Visual Citations with Bounding Boxes

LiteParse

Guides

Use bounding boxes and screenshots to show exactly where information was found in a document.

When building agents or RAG workflows, it is often not enough to parse text and call it done. Frequently, users and applications will require you to show where that text came from.

LiteParse gives you spatial coordinates for every text item, plus page screenshots, so you can highlight exact regions on the rendered page.

How bounding boxes work

When you parse a document with JSON output, each page includes a key data source for visual citations: textItems. Every extracted text element with its position (x, y, width, height) and content.

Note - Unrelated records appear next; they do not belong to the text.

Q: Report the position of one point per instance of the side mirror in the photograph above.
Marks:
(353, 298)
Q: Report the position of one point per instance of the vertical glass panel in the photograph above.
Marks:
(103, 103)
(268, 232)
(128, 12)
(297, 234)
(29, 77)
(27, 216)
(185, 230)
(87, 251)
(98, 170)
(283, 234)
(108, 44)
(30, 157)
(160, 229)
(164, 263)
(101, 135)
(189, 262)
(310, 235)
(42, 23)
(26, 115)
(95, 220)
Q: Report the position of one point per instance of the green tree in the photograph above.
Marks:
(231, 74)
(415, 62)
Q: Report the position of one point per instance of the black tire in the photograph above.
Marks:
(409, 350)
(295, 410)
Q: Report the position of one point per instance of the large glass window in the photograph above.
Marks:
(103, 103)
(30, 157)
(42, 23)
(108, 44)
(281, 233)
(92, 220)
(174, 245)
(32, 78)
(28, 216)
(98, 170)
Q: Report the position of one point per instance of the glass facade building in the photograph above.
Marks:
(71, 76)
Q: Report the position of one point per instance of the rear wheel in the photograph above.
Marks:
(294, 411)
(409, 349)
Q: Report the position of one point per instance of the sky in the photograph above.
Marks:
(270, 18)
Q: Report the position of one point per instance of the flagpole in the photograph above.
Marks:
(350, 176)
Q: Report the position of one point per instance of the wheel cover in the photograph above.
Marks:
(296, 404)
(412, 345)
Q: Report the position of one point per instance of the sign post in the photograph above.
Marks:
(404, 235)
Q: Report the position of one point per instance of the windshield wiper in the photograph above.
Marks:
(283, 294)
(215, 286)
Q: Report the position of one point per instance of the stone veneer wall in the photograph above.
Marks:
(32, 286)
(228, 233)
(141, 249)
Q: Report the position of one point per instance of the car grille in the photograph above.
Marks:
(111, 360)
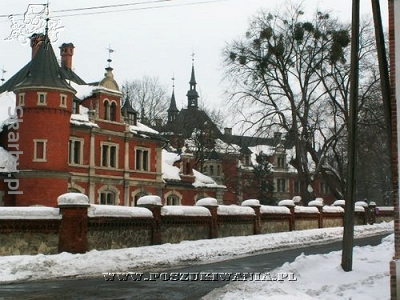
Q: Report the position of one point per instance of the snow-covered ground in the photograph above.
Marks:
(318, 276)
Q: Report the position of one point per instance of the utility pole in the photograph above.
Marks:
(348, 232)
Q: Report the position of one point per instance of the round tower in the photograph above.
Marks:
(43, 109)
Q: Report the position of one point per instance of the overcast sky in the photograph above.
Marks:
(155, 38)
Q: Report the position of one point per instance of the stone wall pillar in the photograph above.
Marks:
(154, 204)
(73, 228)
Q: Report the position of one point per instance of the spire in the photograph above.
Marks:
(172, 110)
(192, 94)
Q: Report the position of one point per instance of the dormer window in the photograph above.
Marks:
(106, 110)
(42, 98)
(21, 99)
(113, 111)
(63, 100)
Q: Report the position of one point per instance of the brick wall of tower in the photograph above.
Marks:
(41, 181)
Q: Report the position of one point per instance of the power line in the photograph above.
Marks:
(59, 13)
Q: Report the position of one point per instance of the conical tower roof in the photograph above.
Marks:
(42, 71)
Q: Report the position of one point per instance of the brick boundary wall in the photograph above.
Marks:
(76, 232)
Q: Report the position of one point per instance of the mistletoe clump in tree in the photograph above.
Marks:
(291, 74)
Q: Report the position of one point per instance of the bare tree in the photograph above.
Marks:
(291, 75)
(148, 97)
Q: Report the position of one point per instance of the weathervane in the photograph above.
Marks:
(36, 19)
(3, 71)
(109, 60)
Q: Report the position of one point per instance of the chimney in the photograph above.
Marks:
(66, 52)
(36, 40)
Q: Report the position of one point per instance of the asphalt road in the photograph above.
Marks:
(154, 286)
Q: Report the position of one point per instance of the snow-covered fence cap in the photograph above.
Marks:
(208, 201)
(73, 199)
(251, 202)
(150, 200)
(287, 203)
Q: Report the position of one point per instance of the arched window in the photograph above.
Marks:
(173, 200)
(106, 110)
(137, 196)
(113, 112)
(107, 197)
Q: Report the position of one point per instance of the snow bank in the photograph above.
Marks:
(31, 212)
(118, 211)
(178, 210)
(234, 210)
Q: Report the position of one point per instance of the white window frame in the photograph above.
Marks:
(35, 153)
(63, 100)
(71, 151)
(40, 94)
(108, 159)
(140, 165)
(21, 99)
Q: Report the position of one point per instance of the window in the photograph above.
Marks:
(138, 196)
(39, 151)
(42, 98)
(107, 198)
(142, 159)
(281, 162)
(113, 111)
(21, 99)
(106, 110)
(281, 185)
(324, 188)
(173, 200)
(75, 154)
(297, 187)
(109, 156)
(75, 107)
(63, 100)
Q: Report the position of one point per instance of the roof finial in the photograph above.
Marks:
(2, 75)
(110, 50)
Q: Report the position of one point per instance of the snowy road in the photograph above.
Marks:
(99, 288)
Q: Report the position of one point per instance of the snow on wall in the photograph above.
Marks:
(177, 210)
(31, 212)
(150, 200)
(306, 210)
(286, 202)
(269, 209)
(332, 209)
(118, 211)
(208, 201)
(251, 202)
(234, 210)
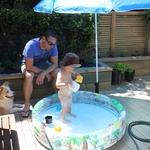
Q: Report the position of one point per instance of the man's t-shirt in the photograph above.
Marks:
(40, 57)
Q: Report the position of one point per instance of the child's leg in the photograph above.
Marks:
(62, 115)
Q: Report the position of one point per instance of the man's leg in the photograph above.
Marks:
(28, 89)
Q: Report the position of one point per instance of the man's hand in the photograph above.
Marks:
(40, 79)
(48, 76)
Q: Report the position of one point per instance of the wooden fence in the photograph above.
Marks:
(123, 34)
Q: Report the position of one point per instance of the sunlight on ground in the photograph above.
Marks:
(139, 89)
(133, 94)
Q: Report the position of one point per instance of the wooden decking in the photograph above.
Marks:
(133, 96)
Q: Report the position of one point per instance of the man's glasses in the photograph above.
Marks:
(49, 43)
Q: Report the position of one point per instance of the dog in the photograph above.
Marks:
(7, 105)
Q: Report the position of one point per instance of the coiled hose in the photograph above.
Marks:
(132, 135)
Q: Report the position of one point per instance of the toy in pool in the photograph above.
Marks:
(100, 122)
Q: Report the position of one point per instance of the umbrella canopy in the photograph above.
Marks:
(91, 6)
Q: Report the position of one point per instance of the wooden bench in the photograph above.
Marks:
(8, 133)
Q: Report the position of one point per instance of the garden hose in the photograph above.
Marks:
(132, 135)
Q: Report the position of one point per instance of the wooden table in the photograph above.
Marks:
(8, 133)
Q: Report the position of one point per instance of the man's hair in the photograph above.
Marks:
(49, 33)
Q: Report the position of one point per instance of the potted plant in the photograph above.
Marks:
(129, 74)
(118, 73)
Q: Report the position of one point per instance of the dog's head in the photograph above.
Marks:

$ lit parse document.pdf --format json
{
  "pages": [{
    "page": 1,
    "width": 612,
    "height": 792,
    "text": "...",
    "textItems": [
      { "text": "Revenue grew 15%", "x": 72, "y": 200, "width": 150, "height": 12, ... }
    ],
  }]
}

Coordinates are in PDF points (1 point = 1/72 inch). Origin is the top-left corner of the page, with X increasing right and Y increasing down.

Library usage

The library lets you do both in a single script, parse for bboxes and generate screenshots. For example, you might be looking for specific information like “Revenue” and want to show exactly where it appears on the page:

import { LiteParse } from "@llamaindex/liteparse";

const parser = new LiteParse({ outputFormat: "json", dpi: 150 });

const result = await parser.parse("report.pdf");
const screenshots = await parser.screenshot("report.pdf");

// Find a text item by its content
for (const page of result.json?.pages || []) {
  for (const item of page.textItems) {
    if (item.text.includes("Revenue")) {
      console.log(`Found on page ${page.page}: (${item.x}, ${item.y}) ${item.width}×${item.height}`);
    }
  }
}

Converting coordinates to image pixels

Text item coordinates are in PDF points, but screenshots are in pixels. To draw highlights on a screenshot, you need to scale the coordinates:

const scaleFactor = dpi / 72; // PDF points → pixels at your chosen DPI

function itemToPixels(item, dpi = 150) {
  const scale = dpi / 72;
  return {
    x: item.x * scale,
    y: item.y * scale,
    width: item.width * scale,
    height: item.height * scale,
  };
}

For example, at the default 150 DPI the scale factor is 150 / 72 ≈ 2.08, so a text item at (72, 200) maps to pixel (150, 416).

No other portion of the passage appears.